4. The Influence Function Correction

The influence function (IF) correction of Farrell, Liang, and Misra (2025, Theorem 2) removes the regularization bias derived on the previous page. For each observation \(i\), define

\[ \psi_i = H_i - H_{\theta,i} \cdot \Lambda_i^{-1} \cdot \ell_{\theta,i}, \]

where

\(H_i = H(X_i, \hat{\theta}(X_i), \tilde{t})\) is the target evaluated at the estimated parameters,
\(H_{\theta,i} = \left.\partial H / \partial \theta\right|_{\hat{\theta}(X_i)} \in \mathbb{R}^{1 \times d_\theta}\) is the target Jacobian,
\(\Lambda_i = \left.\mathbb{E}[\nabla_\theta^2 \ell(Y, T, \theta) \mid X = X_i]\right|_{\hat{\theta}(X_i)} \in \mathbb{R}^{d_\theta \times d_\theta}\) is the expected Hessian of the loss conditional on covariates,
\(\ell_{\theta,i} = \nabla_\theta \ell(Y_i, T_i, \hat{\theta}(X_i)) \in \mathbb{R}^{d_\theta}\) is the score (gradient of the loss at the observed data point).

The debiased estimator and its standard error are

\[ \hat{\mu} = \frac{1}{n}\sum_{i=1}^n \psi_i, \qquad \widehat{\text{SE}} = \frac{\text{sd}(\psi_1, \ldots, \psi_n)}{\sqrt{n}}. \]

Intuition

The correction term \(H_{\theta} \Lambda^{-1} \ell_\theta\) is an “adjustment for what the neural net got wrong.”

The score \(\ell_\theta\) measures how far observation \(i\)’s data is from the fitted model.
The Hessian \(\Lambda\) converts this into parameter-space error.
The Jacobian \(H_\theta\) maps this to the target.

When the neural net fits perfectly (scores near zero), the correction vanishes. When it makes systematic errors (regularization bias), the correction kicks in.

Neyman orthogonality

The influence function \(\psi\) satisfies the Neyman orthogonality condition:

\[ \left.\frac{\partial}{\partial \theta} \mathbb{E}[\psi(Y, T, \theta, \Lambda)]\right|_{\theta = \theta^*,\, \Lambda = \Lambda^*} = 0. \]

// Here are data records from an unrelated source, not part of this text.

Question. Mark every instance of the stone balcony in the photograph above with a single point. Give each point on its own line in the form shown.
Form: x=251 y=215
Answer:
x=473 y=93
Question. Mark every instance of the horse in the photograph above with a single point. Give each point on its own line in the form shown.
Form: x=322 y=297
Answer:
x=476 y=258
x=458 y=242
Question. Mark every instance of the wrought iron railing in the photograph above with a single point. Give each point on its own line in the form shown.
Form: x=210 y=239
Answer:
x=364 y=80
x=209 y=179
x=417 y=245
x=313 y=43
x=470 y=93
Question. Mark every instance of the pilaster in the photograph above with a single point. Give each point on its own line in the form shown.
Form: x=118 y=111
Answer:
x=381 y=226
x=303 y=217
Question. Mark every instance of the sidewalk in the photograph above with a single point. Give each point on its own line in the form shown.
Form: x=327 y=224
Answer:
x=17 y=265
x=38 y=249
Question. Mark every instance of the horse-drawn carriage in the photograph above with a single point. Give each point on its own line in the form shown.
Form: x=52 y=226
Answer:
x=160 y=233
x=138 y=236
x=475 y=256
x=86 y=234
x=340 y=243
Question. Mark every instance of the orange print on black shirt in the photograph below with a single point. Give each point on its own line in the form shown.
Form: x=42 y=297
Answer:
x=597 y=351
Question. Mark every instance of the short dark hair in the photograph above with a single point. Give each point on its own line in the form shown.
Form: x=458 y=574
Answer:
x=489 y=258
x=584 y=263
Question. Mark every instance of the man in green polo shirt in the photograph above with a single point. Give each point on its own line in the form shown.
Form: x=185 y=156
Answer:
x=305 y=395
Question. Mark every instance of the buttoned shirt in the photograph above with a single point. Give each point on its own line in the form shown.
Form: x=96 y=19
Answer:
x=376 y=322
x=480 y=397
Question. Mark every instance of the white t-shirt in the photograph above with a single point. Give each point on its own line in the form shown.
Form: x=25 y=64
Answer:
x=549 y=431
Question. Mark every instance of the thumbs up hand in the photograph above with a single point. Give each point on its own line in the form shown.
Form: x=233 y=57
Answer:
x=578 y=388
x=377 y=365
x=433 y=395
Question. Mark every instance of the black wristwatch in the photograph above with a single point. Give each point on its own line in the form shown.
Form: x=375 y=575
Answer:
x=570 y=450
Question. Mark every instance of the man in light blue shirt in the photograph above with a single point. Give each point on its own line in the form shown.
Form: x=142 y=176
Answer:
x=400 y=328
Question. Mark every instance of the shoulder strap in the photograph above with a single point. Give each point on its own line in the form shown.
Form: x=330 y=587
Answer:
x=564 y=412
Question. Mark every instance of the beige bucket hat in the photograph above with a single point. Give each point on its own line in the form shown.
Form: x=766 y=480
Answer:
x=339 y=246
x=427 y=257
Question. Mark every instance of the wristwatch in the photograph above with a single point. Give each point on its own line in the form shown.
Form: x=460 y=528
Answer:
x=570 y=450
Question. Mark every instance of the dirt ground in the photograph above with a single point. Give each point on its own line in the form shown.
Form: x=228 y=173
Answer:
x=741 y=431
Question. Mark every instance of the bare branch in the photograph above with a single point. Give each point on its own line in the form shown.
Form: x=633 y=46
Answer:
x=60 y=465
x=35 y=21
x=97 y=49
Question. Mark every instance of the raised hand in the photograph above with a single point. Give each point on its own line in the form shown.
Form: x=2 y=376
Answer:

The correction term \(H_\theta \Lambda^{-1} \ell_\theta\) is constructed precisely so that first-order perturbations in \(\hat{\theta}\) around \(\theta^*\) cancel. This is why the debiased estimator \(\hat{\mu} = \bar{\psi}\) achieves \(\sqrt{n}\)-consistency despite the neural network’s slow convergence rate: the estimation error in \(\hat{\theta}\) enters only through a second-order remainder, which is negligible at the \(\sqrt{n}\) scale. (The formal rate conditions are stated on the Theorems and Convergence Rates page.)

Connection to classical statistics

The IF \(\psi\) is a semiparametric influence function in the tradition of Hampel (1974) and Newey (1994). The specific form arises from the “one-step correction” or “debiasing” approach used widely in semiparametric inference (Chernozhukov et al., 2018). The Neyman orthogonality property is central to the broader program of orthogonal statistical learning (Foster & Syrgkanis, 2023); related automatic debiasing approaches include RieszNet (Chernozhukov et al., 2022). The contribution of Farrell, Liang, and Misra (2021, 2025) is showing that this correction remains valid when the first-stage nuisance — the structural parameters — is estimated by a deep neural network.